Search tips

General tips

With * (asterisk) you can abbreviate search terms (truncation). The asterisk replaces any number of letters.
Example: synta* finds syntax, syntactic, syntaxique and so on.
Use quotation marks around the words that must occur next to one another as a phrase (phrase search).
Example: "Old English"
The search is not sensitive to case: uppercase and lowercase letters are treated as equivalent.
Example: Compound and compound deliver the same search results.
German umlauts and ß are converted automatically.
You can combine search fields using the Boolean operators AND, OR, AND NOT. (AND is the default setting).
When you use AND between terms, you specify that both/all terms must be in every item found.
When you use OR between search terms, you specify that items must contain one of the terms, but not necessarily both.
Use AND NOT when you want to exclude items that contain the term positioned after NOT.

Go to top

Catalogue search

Via the Simple Search, you can search across all catalogues and all search fields. If you enter several search terms, they will be linked by AND.
The search bar on the welcome page as well as the search box in the main navigation bar provide the same function.

Selecting Advanced Search, you can use five search fields to refine your query. You can assign different categories to the search fields and combine them using the Boolean operators.

For each search field you can choose a category using the drop-down list. The options are:

All fields
Title
Creator / Publisher
Keyword
Year

Display of the results and access to the publications

You can sort the results of your query in different ways. The default setting is by publishing year (descending).

Use the drop-down list to choose one of the options:

publishing year (descending)
publishing year (ascending)
creator (A → Z)
creator (Z → A)
title (A → Z)
title (Z → A)

When searching across all data sources (catalogues, bibliographies, directories), your results can be books, articles, journals, websites, etc.

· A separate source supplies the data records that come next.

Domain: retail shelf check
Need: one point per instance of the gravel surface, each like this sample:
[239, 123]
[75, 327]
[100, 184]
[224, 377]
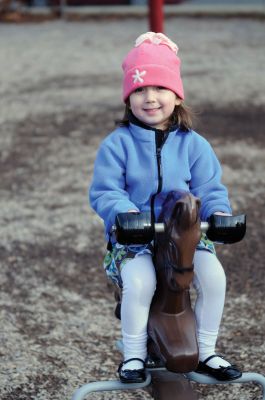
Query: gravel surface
[59, 96]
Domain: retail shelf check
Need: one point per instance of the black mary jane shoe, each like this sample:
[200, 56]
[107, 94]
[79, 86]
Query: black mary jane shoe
[132, 375]
[222, 373]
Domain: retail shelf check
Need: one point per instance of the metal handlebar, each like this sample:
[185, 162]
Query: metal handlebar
[137, 228]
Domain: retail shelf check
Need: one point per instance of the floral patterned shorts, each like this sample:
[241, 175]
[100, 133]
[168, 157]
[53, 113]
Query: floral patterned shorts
[120, 254]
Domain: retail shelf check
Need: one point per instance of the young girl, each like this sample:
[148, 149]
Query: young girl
[153, 152]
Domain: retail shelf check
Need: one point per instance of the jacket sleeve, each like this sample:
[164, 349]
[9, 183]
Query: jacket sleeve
[206, 174]
[107, 193]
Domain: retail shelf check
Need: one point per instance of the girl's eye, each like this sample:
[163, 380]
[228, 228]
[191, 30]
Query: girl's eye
[138, 90]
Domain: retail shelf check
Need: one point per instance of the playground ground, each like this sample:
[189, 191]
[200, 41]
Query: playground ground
[59, 96]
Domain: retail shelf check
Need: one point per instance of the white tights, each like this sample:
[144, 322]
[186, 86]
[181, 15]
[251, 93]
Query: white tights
[139, 283]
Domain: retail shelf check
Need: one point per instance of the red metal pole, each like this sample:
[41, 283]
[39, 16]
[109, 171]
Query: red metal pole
[156, 15]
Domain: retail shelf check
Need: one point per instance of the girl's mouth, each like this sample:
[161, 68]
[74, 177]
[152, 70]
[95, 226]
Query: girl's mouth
[151, 111]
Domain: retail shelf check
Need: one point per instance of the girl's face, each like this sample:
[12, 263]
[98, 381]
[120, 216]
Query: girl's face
[153, 105]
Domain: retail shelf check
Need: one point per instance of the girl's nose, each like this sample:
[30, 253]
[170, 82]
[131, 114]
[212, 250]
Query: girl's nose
[149, 95]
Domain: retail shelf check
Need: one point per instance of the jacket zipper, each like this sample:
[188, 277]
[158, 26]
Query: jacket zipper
[160, 138]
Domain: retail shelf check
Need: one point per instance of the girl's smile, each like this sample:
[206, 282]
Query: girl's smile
[153, 105]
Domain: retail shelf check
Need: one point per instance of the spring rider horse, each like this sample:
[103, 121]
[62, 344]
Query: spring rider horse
[172, 345]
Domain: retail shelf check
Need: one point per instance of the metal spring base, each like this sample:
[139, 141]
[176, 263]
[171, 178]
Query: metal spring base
[104, 386]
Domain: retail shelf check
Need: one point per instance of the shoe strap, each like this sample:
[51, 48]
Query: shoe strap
[132, 359]
[211, 357]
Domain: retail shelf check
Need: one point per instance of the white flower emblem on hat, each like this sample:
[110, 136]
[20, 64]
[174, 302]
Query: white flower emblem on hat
[137, 77]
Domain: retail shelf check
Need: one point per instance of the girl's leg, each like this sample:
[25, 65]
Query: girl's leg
[210, 284]
[139, 282]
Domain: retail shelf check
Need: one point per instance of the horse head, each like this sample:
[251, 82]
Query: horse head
[176, 246]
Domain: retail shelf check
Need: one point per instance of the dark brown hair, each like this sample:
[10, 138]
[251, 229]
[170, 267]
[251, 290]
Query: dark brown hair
[181, 116]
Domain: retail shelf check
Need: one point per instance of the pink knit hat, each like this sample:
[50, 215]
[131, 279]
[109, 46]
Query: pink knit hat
[152, 62]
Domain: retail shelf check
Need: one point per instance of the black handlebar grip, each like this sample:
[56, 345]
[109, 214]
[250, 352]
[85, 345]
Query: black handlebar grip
[134, 228]
[226, 229]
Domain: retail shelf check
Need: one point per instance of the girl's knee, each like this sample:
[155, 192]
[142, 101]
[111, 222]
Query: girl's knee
[139, 277]
[209, 273]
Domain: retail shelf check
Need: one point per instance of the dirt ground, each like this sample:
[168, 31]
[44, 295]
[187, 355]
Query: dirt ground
[59, 96]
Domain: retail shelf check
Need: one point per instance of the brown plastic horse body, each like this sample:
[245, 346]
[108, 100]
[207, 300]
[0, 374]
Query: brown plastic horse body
[171, 325]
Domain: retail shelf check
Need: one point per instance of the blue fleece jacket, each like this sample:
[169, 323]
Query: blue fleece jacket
[126, 173]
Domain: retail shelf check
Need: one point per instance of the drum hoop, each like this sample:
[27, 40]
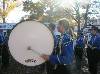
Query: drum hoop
[14, 28]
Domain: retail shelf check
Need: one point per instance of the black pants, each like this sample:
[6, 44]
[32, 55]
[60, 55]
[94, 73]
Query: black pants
[60, 69]
[5, 56]
[93, 59]
[78, 56]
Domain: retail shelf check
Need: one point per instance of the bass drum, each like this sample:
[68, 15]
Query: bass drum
[28, 41]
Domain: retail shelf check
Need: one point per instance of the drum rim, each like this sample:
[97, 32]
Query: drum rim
[14, 28]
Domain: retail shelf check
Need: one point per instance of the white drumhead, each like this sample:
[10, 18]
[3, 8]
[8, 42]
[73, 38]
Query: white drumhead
[28, 40]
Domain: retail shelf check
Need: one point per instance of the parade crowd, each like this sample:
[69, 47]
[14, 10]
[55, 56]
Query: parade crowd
[67, 50]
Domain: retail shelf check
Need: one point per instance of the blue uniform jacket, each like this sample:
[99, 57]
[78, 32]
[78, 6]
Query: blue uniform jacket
[95, 41]
[80, 41]
[66, 56]
[2, 38]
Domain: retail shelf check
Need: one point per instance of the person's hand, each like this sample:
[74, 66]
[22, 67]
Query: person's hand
[45, 57]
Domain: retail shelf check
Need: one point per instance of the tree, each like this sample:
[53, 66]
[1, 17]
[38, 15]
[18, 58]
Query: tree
[7, 6]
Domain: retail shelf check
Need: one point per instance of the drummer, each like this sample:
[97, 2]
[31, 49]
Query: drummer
[63, 57]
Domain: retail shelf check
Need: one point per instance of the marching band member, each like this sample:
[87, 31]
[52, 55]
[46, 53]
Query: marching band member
[93, 50]
[80, 45]
[63, 56]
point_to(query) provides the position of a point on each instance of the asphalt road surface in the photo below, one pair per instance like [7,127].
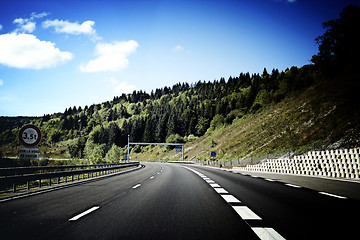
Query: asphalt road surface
[168,201]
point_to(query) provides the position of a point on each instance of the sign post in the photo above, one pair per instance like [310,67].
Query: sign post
[29,136]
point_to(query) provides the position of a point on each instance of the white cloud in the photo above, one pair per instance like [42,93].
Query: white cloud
[110,56]
[122,87]
[24,25]
[178,48]
[27,51]
[75,28]
[38,15]
[27,25]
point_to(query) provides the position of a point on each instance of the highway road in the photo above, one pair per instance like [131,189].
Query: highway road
[169,201]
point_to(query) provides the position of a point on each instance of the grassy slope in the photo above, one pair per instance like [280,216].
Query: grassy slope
[327,113]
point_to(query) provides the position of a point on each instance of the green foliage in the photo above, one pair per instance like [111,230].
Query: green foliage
[217,121]
[174,138]
[339,45]
[114,155]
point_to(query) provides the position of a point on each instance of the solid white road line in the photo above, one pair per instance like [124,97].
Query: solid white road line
[220,190]
[332,195]
[231,199]
[84,213]
[267,233]
[246,213]
[292,185]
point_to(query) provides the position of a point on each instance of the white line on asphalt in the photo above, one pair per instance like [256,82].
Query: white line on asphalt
[231,199]
[214,185]
[84,213]
[246,213]
[270,180]
[267,233]
[332,195]
[220,190]
[292,185]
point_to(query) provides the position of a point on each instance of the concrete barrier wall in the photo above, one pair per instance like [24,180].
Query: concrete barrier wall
[339,163]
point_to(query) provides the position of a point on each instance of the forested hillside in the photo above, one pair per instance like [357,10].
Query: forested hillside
[185,112]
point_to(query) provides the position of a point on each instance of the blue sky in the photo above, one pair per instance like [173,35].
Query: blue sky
[59,54]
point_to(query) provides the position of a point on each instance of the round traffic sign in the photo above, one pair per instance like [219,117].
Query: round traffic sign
[30,135]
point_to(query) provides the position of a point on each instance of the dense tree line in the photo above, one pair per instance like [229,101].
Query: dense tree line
[184,109]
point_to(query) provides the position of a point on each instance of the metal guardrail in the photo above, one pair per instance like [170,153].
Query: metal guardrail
[10,178]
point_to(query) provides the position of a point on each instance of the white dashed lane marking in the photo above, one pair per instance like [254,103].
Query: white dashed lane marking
[292,185]
[136,186]
[244,212]
[84,213]
[230,199]
[214,185]
[267,233]
[220,190]
[332,195]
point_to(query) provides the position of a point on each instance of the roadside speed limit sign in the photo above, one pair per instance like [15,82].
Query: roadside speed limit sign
[30,135]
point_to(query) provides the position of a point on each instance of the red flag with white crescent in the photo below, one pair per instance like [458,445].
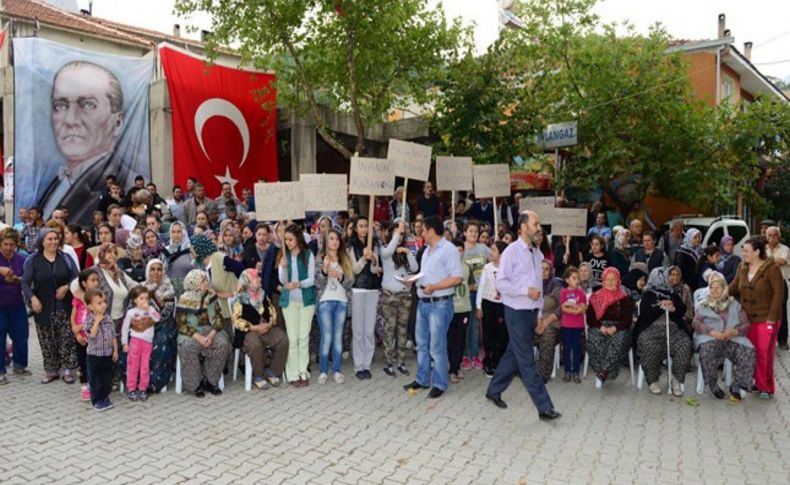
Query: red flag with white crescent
[224,123]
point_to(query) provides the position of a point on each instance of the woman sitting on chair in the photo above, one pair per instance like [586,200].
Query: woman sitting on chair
[720,328]
[609,318]
[255,321]
[651,332]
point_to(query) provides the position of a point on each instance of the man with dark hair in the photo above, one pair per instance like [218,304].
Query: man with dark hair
[520,282]
[441,271]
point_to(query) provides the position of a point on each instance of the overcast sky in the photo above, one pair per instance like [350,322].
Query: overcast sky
[764,22]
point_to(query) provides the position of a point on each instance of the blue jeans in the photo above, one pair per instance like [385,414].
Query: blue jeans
[433,320]
[331,317]
[13,322]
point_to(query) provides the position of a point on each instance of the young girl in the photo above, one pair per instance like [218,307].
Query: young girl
[491,312]
[573,301]
[102,349]
[137,335]
[86,280]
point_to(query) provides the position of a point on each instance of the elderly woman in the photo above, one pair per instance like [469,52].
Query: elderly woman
[162,298]
[609,318]
[199,324]
[687,257]
[134,262]
[651,332]
[720,328]
[178,255]
[547,331]
[759,288]
[13,315]
[45,283]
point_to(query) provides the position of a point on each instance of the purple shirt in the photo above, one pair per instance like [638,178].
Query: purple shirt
[519,269]
[11,293]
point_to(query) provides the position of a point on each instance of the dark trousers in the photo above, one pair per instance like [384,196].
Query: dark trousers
[520,358]
[456,335]
[82,362]
[100,373]
[494,333]
[572,349]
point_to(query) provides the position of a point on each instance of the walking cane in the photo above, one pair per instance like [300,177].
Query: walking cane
[669,359]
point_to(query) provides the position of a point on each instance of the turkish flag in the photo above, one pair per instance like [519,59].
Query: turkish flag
[224,123]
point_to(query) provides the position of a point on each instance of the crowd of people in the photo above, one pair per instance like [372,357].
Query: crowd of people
[151,280]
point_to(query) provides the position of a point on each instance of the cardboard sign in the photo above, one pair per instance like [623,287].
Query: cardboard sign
[324,192]
[569,222]
[371,176]
[411,160]
[492,180]
[542,206]
[453,173]
[279,201]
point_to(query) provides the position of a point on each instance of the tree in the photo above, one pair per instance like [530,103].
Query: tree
[363,57]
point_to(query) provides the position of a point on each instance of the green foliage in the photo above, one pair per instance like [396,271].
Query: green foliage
[363,57]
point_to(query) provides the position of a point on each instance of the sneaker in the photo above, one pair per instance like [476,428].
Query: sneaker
[654,388]
[466,364]
[677,388]
[261,383]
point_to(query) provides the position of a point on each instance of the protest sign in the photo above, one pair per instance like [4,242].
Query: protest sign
[371,176]
[324,192]
[453,173]
[279,201]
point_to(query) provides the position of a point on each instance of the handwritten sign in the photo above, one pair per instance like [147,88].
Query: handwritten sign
[569,222]
[492,180]
[411,160]
[371,176]
[542,206]
[279,201]
[453,173]
[324,192]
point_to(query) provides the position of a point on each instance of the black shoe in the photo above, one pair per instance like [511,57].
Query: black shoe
[414,386]
[498,402]
[549,415]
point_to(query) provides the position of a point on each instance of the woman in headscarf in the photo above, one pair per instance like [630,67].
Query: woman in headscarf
[547,331]
[162,298]
[619,256]
[729,262]
[199,324]
[720,329]
[651,332]
[609,318]
[178,256]
[257,332]
[134,263]
[687,257]
[45,283]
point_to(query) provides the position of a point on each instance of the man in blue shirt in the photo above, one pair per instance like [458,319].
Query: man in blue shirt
[441,272]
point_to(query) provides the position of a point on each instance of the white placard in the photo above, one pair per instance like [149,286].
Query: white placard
[453,173]
[324,192]
[542,206]
[410,160]
[371,176]
[279,201]
[492,180]
[569,222]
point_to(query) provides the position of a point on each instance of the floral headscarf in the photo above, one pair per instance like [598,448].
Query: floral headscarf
[604,298]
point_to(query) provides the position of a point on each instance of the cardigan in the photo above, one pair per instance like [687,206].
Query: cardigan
[763,296]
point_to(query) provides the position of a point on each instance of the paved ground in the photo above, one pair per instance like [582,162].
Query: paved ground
[373,432]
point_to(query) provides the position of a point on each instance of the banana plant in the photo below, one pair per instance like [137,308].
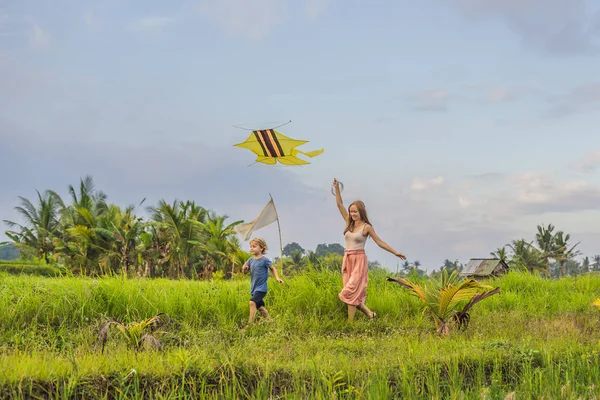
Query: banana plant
[136,334]
[446,301]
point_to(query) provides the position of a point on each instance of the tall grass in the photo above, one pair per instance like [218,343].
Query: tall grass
[538,338]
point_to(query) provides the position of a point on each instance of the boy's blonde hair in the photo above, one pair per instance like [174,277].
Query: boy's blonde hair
[261,243]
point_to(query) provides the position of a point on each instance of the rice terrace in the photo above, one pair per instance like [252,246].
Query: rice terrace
[300,199]
[100,303]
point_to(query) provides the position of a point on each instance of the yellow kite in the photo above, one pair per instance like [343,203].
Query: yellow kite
[271,146]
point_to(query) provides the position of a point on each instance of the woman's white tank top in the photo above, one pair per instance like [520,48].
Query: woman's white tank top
[355,240]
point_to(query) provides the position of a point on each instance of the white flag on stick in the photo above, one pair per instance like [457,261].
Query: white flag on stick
[267,216]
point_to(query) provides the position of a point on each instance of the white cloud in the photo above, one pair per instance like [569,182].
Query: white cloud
[252,19]
[430,100]
[315,8]
[147,24]
[552,26]
[419,185]
[38,38]
[88,17]
[588,163]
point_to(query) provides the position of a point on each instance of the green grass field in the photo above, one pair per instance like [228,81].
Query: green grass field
[538,338]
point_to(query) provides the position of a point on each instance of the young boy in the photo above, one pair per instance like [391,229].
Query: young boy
[259,266]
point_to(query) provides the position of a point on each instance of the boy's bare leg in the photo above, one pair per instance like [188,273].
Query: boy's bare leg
[264,313]
[351,312]
[252,312]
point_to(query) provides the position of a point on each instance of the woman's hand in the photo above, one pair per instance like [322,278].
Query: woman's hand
[336,184]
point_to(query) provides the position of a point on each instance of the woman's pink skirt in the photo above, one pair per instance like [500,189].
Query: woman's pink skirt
[355,275]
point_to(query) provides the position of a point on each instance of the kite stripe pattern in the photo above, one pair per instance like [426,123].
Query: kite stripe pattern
[269,143]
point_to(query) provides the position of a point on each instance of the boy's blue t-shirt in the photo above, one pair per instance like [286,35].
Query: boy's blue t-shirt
[259,273]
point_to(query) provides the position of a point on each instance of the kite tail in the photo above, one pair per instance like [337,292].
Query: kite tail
[310,154]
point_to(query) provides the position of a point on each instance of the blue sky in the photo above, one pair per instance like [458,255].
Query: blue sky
[462,124]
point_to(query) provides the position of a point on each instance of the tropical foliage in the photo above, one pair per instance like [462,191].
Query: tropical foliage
[445,299]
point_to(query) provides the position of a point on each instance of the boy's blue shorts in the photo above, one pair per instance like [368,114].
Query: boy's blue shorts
[257,298]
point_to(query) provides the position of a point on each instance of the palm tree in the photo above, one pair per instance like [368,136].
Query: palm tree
[585,265]
[545,239]
[527,257]
[219,239]
[596,264]
[443,301]
[178,223]
[40,227]
[561,251]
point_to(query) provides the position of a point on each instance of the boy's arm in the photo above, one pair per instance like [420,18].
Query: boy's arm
[275,274]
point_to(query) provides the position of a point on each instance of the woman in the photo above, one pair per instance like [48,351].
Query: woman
[355,269]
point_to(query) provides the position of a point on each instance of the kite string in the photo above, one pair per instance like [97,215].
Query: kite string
[246,129]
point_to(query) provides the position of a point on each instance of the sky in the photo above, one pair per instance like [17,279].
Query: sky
[462,124]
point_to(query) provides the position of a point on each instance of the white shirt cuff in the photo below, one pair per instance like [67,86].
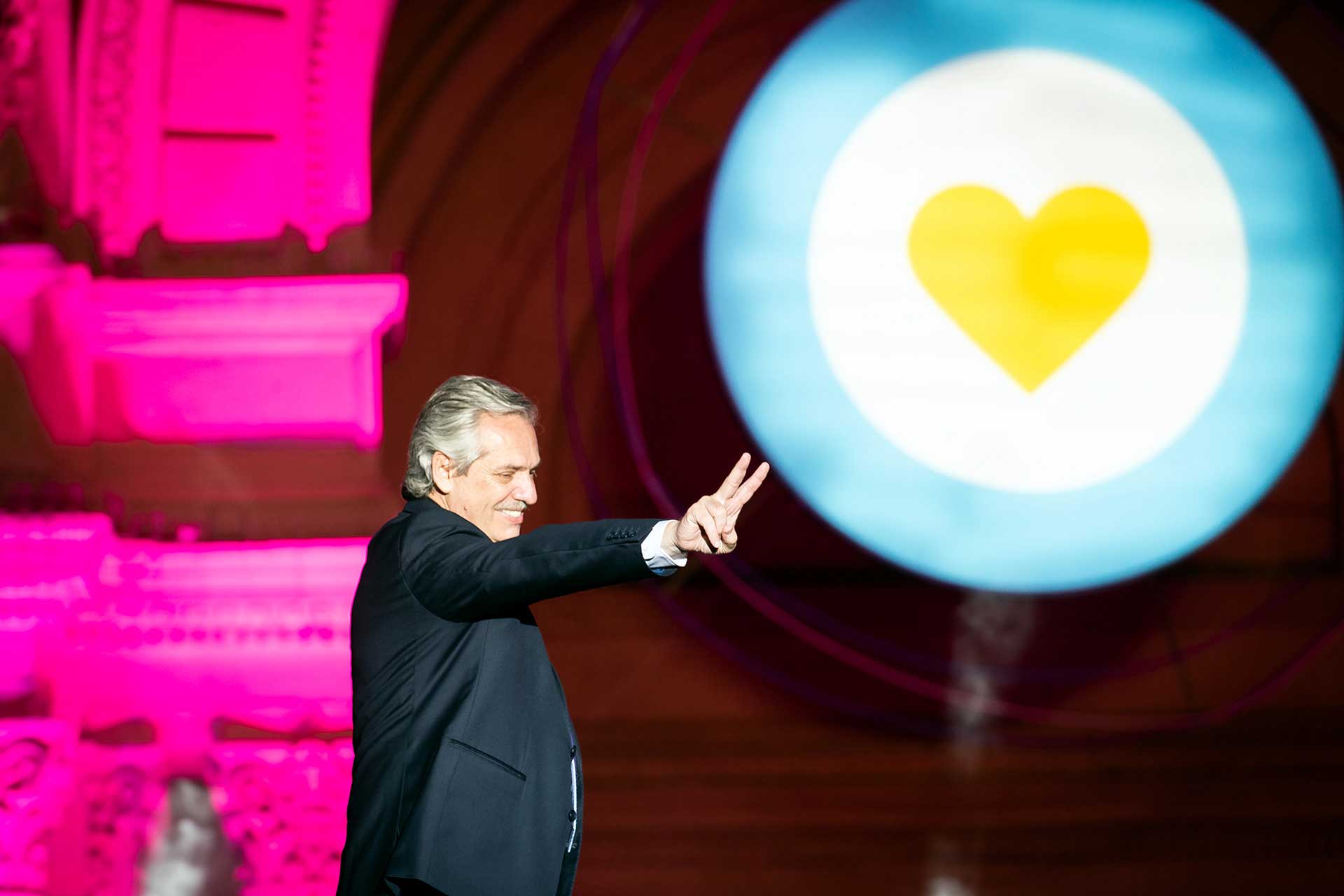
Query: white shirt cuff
[660,561]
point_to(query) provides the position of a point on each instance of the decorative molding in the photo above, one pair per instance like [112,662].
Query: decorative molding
[225,121]
[197,360]
[35,785]
[284,808]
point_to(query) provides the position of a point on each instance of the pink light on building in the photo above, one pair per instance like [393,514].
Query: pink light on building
[188,645]
[35,89]
[225,121]
[197,360]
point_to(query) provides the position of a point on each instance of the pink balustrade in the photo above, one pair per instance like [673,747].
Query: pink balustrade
[191,644]
[225,121]
[195,360]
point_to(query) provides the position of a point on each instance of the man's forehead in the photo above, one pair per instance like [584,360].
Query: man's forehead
[508,441]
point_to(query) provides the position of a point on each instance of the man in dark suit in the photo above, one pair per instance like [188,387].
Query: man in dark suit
[467,771]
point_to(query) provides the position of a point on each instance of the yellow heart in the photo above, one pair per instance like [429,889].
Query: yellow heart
[1028,292]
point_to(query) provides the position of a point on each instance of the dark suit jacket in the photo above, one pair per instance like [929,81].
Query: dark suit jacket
[463,741]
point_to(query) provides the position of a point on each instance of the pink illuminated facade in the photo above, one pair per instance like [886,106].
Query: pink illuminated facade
[198,359]
[223,121]
[229,662]
[143,663]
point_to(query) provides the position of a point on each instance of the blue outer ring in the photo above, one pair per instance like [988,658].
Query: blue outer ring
[874,493]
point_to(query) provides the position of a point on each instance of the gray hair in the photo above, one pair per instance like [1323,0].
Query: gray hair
[448,424]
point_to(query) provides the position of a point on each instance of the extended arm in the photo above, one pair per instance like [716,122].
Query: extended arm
[460,575]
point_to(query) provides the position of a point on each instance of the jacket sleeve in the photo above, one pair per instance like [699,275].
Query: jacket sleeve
[461,575]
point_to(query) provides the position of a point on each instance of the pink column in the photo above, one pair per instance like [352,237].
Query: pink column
[225,121]
[201,359]
[35,89]
[35,785]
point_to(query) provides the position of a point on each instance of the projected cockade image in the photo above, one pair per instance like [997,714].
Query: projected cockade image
[1030,270]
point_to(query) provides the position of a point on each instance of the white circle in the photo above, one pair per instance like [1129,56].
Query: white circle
[1027,124]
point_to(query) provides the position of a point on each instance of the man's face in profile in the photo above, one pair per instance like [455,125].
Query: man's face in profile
[496,489]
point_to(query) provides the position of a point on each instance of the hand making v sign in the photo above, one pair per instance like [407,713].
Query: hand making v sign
[710,524]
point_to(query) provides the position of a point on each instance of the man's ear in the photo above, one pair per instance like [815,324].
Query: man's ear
[441,472]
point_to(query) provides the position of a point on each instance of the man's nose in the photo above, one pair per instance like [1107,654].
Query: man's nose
[526,491]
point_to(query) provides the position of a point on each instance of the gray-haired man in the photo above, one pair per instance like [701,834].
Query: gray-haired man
[468,777]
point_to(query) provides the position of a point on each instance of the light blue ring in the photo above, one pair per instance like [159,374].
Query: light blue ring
[874,493]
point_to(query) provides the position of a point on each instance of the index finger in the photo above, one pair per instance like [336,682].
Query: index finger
[730,485]
[748,489]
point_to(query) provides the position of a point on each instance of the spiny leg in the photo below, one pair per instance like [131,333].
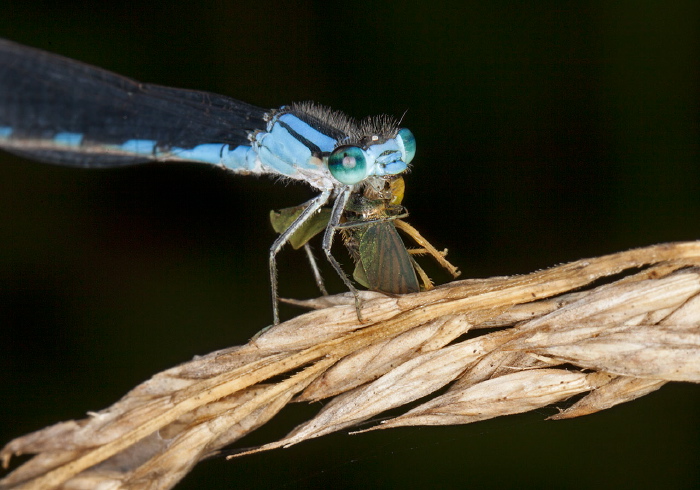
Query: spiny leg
[333,224]
[314,268]
[315,205]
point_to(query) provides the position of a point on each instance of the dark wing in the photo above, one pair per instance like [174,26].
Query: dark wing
[386,262]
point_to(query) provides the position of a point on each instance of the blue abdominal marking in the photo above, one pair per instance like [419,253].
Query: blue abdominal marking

In the hit list, you see the bibliographic records of the resources that fulfil your search criteria. For each record, you have a short and a detailed version. The short version comprises the title, information about the author or editor, and data source (i.e. name of the catalogue).

If you choose Show details, you will see additional information, e.g. ISBN, URL, Country, publication language (Written in), Abstract or Keyword. The amount of the available information can vary across data sources and resource types.

Under the entries in the hit list, you can find different buttons that facilitate the access to the resource. What kind of access you have depends on the resource type and the data source. If alternative options exist, they will be shown simultaneously.

Functions of the buttons

Link to the full text or the website

The colour codes correspond to the established traffic light system (see below) of the Electronic Journals Library (Elektronische Zeitschriftenbibliothek, EZB).

The article is published in an open access journal; this is a link to the journal via the EZB; you can find the full text on the journal’s website.

The article is published in a subscription-based electronic journal that has been licensed by your institution; this is a link to the journal via the EZB; you can find the full text on the journal’s website.

The article is published in a subscription-based electronic journal; the full text is not accessible since your institution does not own a licence; the abstract may be freely availabe .

The status of the journal where the article is published could not be determined; this is a link to the journal’s record in the EZB that can provide additional information.

Link to the Zeitschriftendatenbank (ZDB); you can see here which German or Austrian libraries have holdings of the print journal.

Starts a Germany-wide search in the union catalogues. You will find out which libraries possess the book.

Starts an availability check in the Karlsruhe Virtual Catalog. You will find out in which library networks the book is available.

Link to subito, a fee-based document delivery service of German, Swiss, and Austrian libraries. You can order a copy of an article or a book chapter. Subito will deliver the copy directly to your home within 24 to 72 hours.

Please note that in order to use the full functionality you have to be in the IP range of your institution or to log in with your institutional account respectively.

Using filters to refine your results

After completing a simple or advanced search, you can refine your results further using filters. In the Refine your search area, you will find the available filter functions:

Keyword: Here you see the most frequent keywords in the set of hits. By selecting one of the keywords, you will limit the results to the ones containing the given keyword.
Creator/Publisher: Here you can see the names of the authors or editors most frequently found in the set of hits. By selecting a name, you will limit your results to the publication of the respective person.
Year: Here you see the years of publication sorted in descending order. In the brackets next to the year, you see the number of publications. By selecting a year, you will limit your results to the publications in that year.
Medium: You can filter the hits according to media type and limit your results only to online documents or print documents, for example (possible media types: Print, Online, Microfilm, CD-ROM/DVD, Audio-CD, Cartography, Miscellaneous).
Type: Here you see the number of hits sorted by resource type and you can filter accordingly (possible resource types: Article, Book, Journal, Series, Website, Miscellaneous).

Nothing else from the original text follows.